Acute Problem

PROPOSITION:  There do not exist four distinct points A,B,C,D on the
plane such that the interior angles of the triangles ABC, ABD, ACD, 
and BCD are all acute.

PROOF 1: If one of the four points is inside the triangle formed by
the other three, then the angles of the three triangles meeting at
that point sum to 2pi, so they cannot each be acute (i.e., less than
pi/2).  If none of the four points is inside the triangle formed by
the other three, then we have a convex quadrilateral ABCD, and the
four interior angles ABC, BCD, CDA, and DAB sum to 2pi, so they 
cannot each be acute.

      

PROOF 2: Given any two points A and B on the plane, construct the 
lines L_ab and L_ba perpendicular to the segment AB through the points
A and B respectively.  Also, construct the circle on the diameter AB.
The triangle formed by A, B, and a third point C will have all acute 
interior angle if and only if C falls between L_ab and L_ba and 
outside the circle on the diameter AB.

Assuming such a point C has been selected, we can now construct
the lines L_ca, L_cb, and L_bc.  Since ACB forms an acute interior
angle, it follows that the lines L_ac and L_bc must intersect
inside the circle with diameter AB (because their interior angle
must be obtuse).  Similarly, the intersection of L_ca and L_ba is
inside the circle with diameter BC, and the intersection of L_ab 
and L_cb is inside the circle with diameter AC.  These six lines
form a convex hexagonal region, and any fourth point would have to
fall inside this hexagon to make all the angles acute.

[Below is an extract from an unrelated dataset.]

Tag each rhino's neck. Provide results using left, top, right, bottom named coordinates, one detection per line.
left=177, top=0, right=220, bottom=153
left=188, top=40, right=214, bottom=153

However, each of the vertices of this hexagon is on or inside the
three overlapping circles with diameters AB, AC, and BC, and the
fourth point would have to fall outside all of these circles.
Therefore, if the circle completely cover the hexagon, there is 
no place that a fourth point could be located such that all the 
conditions of the problem are satisfied.

    

To prove that the three circles with diameters AB, AC, and BC do
in fact cover the entire region inside the hexagon, note that the
isosceles right triangles with the hypotenuses AB, BC, and CA
necessarily overlap because the angles ABC, BCA, and CAB are all
acute and therefore less than the sum of two 45 degree angles (and
the three circles certainly cover those right triangles).  Also,
the hexagon cannot extend outside the circles, because (for example)
the angle between the line perpendicular to BC (at C) and the line
perpendiculat to BA (at A) equals the angle ABC, which is acute, so
the complementary angles are obtuse, from which it follows that the
vertex of the exterior triangle on AC is inside the right triangle, 
and therefore inside the circle on AC.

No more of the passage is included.